Berdasarkan Riset BAZNAS dan FEM IPB (2011) tersebut, salah satu alasan  utama seseorang membayar zakat di Lembaga Amil Zakat adalah karena adanya faktor kepuasan, dalam arti kepuasan atas kinerja lembaga amil zakat. Sementara, kinerja Lembaga Amil  Zakat  dapat diukur dengan mengukur kualitas pelayanan yang diberikan oleh lembaga kepada customer atau bias disebut dengan service quality  (serqual). [2]
Sungguh, negara Indonesia yang begitu luas dengan jumlah penduduk begitu banyak dan potensi zakat begitu besar membutuhkan banyak eksekutif zakat dan OPZ yang benar-benar berkualitas. [3] Namun dalam sistem pembayaran zakat yang masih secara sukarela, faktor kepercayaan wajib zakat kepada amil zakat menjadi faktor yang sangat krusial, Sehingga untuk tetap meningkatkan suatu pelayanan diupayakan untuk memperbaiki manajemen kinerja Lembaga Pengelolaan Zakat atau OPZ dengan memberikan penilaian terhadap kinerja Lembaga Pengelolaan zakat berdasarkan pada transparansi,akuntabilitas , dan Kepercayaan publik.
Berdasarkan latar belakang diatas tentunya penulis memiliki pertanyaan terkait dengan hal tersebut:
1. Bagaimana Manajemen Kinerja Lembaga Pengelolaan Zakat serta penilaian terhadap kinerja?

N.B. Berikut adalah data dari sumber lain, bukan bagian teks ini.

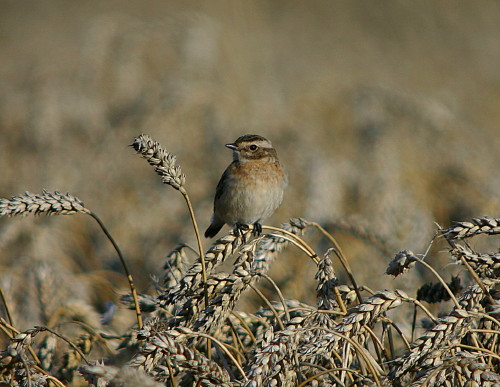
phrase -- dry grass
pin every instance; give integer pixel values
(386, 118)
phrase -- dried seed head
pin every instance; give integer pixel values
(163, 161)
(49, 203)
(462, 230)
(402, 262)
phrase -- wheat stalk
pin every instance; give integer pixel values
(49, 203)
(172, 175)
(462, 230)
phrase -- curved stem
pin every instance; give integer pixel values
(342, 258)
(6, 306)
(125, 268)
(198, 240)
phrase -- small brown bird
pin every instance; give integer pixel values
(251, 187)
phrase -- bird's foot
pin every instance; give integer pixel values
(257, 229)
(238, 230)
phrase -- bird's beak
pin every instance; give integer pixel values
(233, 147)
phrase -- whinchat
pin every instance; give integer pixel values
(251, 188)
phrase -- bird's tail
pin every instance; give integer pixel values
(214, 228)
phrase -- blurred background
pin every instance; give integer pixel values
(385, 114)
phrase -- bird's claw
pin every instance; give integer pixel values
(238, 230)
(257, 229)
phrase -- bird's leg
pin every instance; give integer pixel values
(257, 229)
(238, 230)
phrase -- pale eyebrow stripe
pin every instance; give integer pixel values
(262, 144)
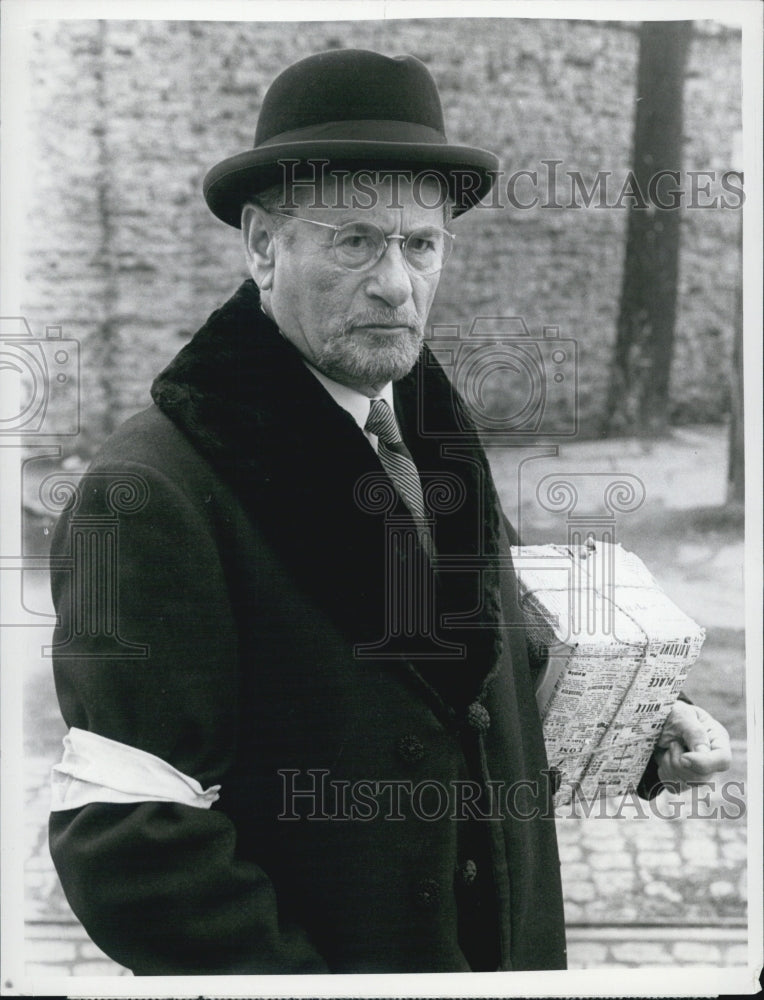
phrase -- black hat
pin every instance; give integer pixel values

2. Bagaimana bentuk transparansi, akuntabilitas , dan Kepercayaan publik pada Lembaga Pengelolaan Zakat di Indonesia?
 
PEMBAHASAN

1. Manajemen Kinerja Lembaga Pengelolaan Zakat
Manajemen kinerja adalah manajemen tentang menciptakan hubungan dan memastikan komunikasi yang efektif. Manajemen kinerja memfokuskan pada apa yang diperlukan oleh organisasi manajer dan pekerja untuk berhasil. Manajemen kinerja adalah tentang bagaimana kinerja dikelola untuk memperoleh sukses. Kinerja berasal dari pengertian performance. Adapula yang memberikan pengertian performance sebagai hasil kerja atau prestasi kerja. Namun, sebenarnya kinerja mempunyai makna yang lebih luas, bukan hanya hasil kerja tetapi termasuk bagaimana proses pekerjaan berlangsung. Manajemen Kinerja terdapat beberapa pandangan para pakar tentang pengertian Manajemen Kinerja. Bacal (1999:4) memandang manajemen kinerja sebagai proses komunikasi  yang dilakukan secara terus-menerus dalam kemitraan antara karyawan dengan atasan langsungnya. [4]Berdasarkan menurut Amstrong (2009: 9) lebih menekankan kedudukan manajemen kinerja sebagai proses sistematis untuk memperbaiki kinerja, bukan hanya sebagai sarana untuk mendapatkan hasil lebih baik. [5]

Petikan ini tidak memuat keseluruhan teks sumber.